To arrive at a non-relativistic limit, it is necessary first to divorce the connection between the covariant and contravariant metric in Relativity, treating them, instead, as two otherwise-independent objects that happen to be invariants of the same local symmetry group, that group being the Lorentz group for the metrics of space-times with a 3+1 signature.

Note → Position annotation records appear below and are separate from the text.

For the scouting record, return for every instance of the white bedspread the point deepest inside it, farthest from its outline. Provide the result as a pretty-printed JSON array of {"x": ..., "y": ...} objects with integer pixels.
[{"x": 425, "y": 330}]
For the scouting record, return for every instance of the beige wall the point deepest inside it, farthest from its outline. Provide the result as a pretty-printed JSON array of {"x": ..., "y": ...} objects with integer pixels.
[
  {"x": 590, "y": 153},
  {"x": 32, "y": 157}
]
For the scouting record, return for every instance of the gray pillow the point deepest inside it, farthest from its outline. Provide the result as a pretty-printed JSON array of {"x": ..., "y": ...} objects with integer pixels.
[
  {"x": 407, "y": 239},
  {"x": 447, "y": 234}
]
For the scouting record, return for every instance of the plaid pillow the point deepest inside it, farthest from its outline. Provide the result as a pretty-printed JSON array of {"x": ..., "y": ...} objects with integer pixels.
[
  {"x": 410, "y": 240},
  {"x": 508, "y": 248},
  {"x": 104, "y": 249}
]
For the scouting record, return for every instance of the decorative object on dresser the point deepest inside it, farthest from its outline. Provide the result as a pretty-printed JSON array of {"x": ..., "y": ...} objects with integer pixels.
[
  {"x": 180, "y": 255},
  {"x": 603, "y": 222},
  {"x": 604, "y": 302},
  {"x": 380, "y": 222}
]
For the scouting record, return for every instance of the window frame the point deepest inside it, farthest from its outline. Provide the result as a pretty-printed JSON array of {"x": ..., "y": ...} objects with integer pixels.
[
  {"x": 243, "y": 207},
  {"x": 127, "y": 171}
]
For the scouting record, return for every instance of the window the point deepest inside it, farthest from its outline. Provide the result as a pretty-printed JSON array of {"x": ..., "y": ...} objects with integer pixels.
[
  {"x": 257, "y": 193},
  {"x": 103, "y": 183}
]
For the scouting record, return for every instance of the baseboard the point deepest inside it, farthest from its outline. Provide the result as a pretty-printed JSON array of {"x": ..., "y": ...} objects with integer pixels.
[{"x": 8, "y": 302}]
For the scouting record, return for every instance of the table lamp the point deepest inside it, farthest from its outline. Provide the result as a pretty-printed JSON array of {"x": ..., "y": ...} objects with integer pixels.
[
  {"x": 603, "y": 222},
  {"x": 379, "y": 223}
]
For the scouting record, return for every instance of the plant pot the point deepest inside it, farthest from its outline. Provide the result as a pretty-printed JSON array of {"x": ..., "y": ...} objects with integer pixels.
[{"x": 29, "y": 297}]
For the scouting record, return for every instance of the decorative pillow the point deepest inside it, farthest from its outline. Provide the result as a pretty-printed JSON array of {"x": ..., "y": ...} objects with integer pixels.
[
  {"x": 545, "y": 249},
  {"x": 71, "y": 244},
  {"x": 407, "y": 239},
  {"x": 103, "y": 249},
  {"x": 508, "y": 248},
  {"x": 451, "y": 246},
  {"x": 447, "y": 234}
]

In particular, the metric for 3+1 dimensional Minkowski space, endowed with coordinates $\left(x^1,x^2,x^3,x^4\right) = \left(x,y,z,t\right)$, may be included in the following family of metrics given by the following geometric objects:
$$g^{μν} {∂ \over ∂x^μ} {∂ \over ∂x^ν} = β ∇^2 - α \left({∂ \over ∂t}\right)^2,$$
$$g_{μν} dx^μ dx^ν = β dt^2 - α \left(dx^2 + dy^2 + dz^2\right),$$
which are then taken to be invariants, as well as the identity tensor:
$$δ^μ_ν dx^ν {∂ \over ∂x^μ} = dx {∂ \over ∂x} + dy {∂ \over ∂y} + dz {∂ \over ∂z} + dt {∂ \over ∂t}$$
where
$$∇^2 ≡ {∂ \over ∂x}^2 + {∂ \over ∂y}^2 + {∂ \over ∂z}^2$$
and where I am using the Einstein summation convention here and below. The contraction of these two is a multiple of the identity tensor:
$$g^{μρ}g_{ρν} = αβδ^μ_ν.$$
For the cases $\left(α,β\right) ≠ \left(0,0\right)$, the symmetry group which has both the metric and dual metric as invariants, and identity tensor, has dimension 6. When $αβ > 0$, it is the Lorentz group (that is: the homogeneous part of the Poincaré group), and the corresponding geometry is Minkowski geometry, with light speed given by $c = \sqrt{β/α}$. When $αβ < 0$, it SO(4), the homogeneous symmetry group for the geometry with 4+0 signature - 4-dimensional Euclidean space. Apart from the exception above, the cases for $αβ = 0$, are $α ≠ 0$ and $β = 0$, which corresponds to the $c → 0$ limit - the homogeneous part of the Carrollian group and its corresponding geometry - and $α = 0$ and $β ≠ 0$, the $c → ∞$ limit - the homogeneous part of the Galilei group and a geometry for the Newtonian paradigm. Both of these have degenerate signatures. Finally, although the invariants vanish in the $\left(α,β\right) = \left(0,0\right)$ case, the corresponding symmetry groups have a non-trivial limit as $\left(α,β\right) → \left(0,0\right)$: that is the homogeneous part of the Static group.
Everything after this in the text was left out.